The owner of a shop in Zurich where US talk show host Oprah Winfrey says she encountered racism has called the incident a "misunderstanding".
Winfrey, one of the world's richest women, claimed an assistant refused to serve her in an upmarket handbag shop.
She was apparently told one of the bags on display was "too expensive" for her.
Shop owner Trudie Gotz told the BBC that Winfrey was "absolutely allowed" to look at the $35,000 (£22,500) bag, which was kept behind a screen.
"My salesperson wanted to give her the handbag in her hand. But she didn't want to take the bag," claimed Gotz.
She said her assistant had worked in the Trois Pommes store "for a few years and takes care of the most spoilt customers from all over the world", adding, "she is really a correct sales person".
Winfrey, who stars in Lee Daniels' new film The Butler, visited Zurich last month to attend singer Tina Turner's wedding. Her programme The Oprah Winfrey Show is not shown in Switzerland.
Speaking to US TV show Entertainment Tonight, she said: "I go into a store and I say to the woman, 'Excuse me, may I see the bag right above your head?' and she says to me, 'No. It's too expensive.'"
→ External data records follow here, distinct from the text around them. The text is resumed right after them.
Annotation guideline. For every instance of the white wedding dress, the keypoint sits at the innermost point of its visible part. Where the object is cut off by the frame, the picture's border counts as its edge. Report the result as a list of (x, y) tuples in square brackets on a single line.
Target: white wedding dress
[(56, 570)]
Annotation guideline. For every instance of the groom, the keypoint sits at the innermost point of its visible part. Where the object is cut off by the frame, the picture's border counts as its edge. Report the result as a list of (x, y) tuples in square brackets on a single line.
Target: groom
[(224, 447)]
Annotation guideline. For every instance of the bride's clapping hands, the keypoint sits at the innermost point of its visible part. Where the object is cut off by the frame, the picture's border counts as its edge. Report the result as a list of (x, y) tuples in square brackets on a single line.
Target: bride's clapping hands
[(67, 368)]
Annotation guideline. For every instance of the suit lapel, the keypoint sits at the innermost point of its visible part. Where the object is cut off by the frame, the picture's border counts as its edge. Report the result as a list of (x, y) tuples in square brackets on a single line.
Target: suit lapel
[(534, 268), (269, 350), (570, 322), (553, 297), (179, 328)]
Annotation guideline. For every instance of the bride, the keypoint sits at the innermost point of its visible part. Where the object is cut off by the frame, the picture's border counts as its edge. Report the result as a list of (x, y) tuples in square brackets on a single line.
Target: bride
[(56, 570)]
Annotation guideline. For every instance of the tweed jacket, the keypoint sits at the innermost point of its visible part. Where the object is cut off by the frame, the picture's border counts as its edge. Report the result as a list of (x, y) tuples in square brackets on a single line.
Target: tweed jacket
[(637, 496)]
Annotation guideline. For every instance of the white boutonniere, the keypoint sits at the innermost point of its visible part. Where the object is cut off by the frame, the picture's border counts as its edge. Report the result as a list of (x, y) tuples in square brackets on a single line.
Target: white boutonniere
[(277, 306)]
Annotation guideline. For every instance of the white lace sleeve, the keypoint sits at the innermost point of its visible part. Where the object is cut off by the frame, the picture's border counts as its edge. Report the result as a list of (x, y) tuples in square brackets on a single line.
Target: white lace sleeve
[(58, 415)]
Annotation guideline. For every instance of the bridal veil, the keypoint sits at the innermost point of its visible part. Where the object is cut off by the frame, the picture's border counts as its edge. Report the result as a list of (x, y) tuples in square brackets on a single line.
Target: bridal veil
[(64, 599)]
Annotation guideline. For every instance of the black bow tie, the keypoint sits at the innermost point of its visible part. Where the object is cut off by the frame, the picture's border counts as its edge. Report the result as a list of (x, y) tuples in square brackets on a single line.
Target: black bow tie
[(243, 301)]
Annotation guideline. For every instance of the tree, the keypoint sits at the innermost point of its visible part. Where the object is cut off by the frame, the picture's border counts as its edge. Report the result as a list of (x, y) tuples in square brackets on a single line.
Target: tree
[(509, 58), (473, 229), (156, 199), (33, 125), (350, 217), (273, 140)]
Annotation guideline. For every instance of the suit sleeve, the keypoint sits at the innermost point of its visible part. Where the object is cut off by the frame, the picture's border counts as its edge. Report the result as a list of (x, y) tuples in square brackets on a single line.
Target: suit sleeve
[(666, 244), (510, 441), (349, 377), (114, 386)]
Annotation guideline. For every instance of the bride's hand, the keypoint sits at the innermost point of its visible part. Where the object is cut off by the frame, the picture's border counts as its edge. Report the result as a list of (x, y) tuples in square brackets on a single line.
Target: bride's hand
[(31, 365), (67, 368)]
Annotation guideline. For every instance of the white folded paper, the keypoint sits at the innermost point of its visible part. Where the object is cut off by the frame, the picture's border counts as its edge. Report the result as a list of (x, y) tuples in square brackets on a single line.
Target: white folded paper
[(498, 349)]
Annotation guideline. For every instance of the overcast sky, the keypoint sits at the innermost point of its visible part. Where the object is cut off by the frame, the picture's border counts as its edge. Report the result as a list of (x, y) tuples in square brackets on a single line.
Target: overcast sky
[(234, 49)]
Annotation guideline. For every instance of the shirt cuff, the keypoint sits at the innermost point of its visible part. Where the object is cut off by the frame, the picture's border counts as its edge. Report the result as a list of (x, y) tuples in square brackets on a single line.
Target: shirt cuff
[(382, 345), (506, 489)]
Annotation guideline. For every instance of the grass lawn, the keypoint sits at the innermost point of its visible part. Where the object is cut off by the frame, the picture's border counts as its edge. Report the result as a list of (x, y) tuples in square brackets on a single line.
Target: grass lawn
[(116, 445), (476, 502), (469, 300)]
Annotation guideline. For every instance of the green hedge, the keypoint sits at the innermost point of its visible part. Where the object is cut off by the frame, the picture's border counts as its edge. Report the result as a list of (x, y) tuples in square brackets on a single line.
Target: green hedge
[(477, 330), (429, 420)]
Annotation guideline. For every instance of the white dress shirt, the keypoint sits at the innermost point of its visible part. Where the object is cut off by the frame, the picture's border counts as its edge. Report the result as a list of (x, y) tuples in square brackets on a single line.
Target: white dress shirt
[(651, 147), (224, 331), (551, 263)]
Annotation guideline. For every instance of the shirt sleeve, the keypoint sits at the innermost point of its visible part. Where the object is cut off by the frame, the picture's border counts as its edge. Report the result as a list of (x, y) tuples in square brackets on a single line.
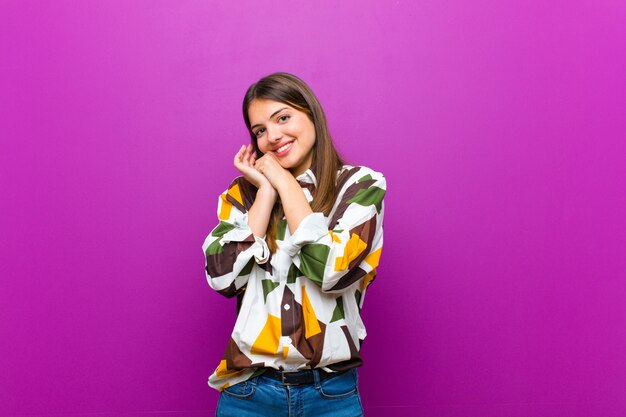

When Winfrey insisted, the shop assistant allegedly replied: "No, no you don't want to see that one, you want to see this one because that one will cost too much. You will not be able to afford that."
The star said she left the shop calmly without arguing, but that the experience was proof that racism continues to be a problem.
"There's two different ways to handle it," she said.
"I could've had the whole blow-up thing... but it still exists, of course it does."
'Public relations disaster'
Ms Gotz did not call into question Winfrey's perception of the events.
"I didn't take care of [Winfrey]. I'm sure she felt like this - but my salesgirl promised me she took care of [her] really the best she could. So it must have been a misunderstanding," she said.
Ms Gotz said her assistant spoke both Italian and English, "but her English isn't as good".
"She tried to show Mrs Oprah the same style in other qualities, because maybe she didn't understand what she wanted."
Winfrey's claims come amid a political row over plans by some Swiss towns to ban asylum-seekers from some public places.
The BBC's Imogen Foulkes in Berne says human rights groups have likened the plans - which include banning asylum-seekers from swimming pools, playing fields and libraries - to apartheid.
Officials say the curbs, which will also see asylum-seekers housed in special centres, are aimed at preventing tensions with residents.
About 48,000 people are currently seeking asylum in Switzerland. It has twice as many asylum seekers as the European average.
Winfrey's interview is a public relations disaster for Switzerland, our correspondent says.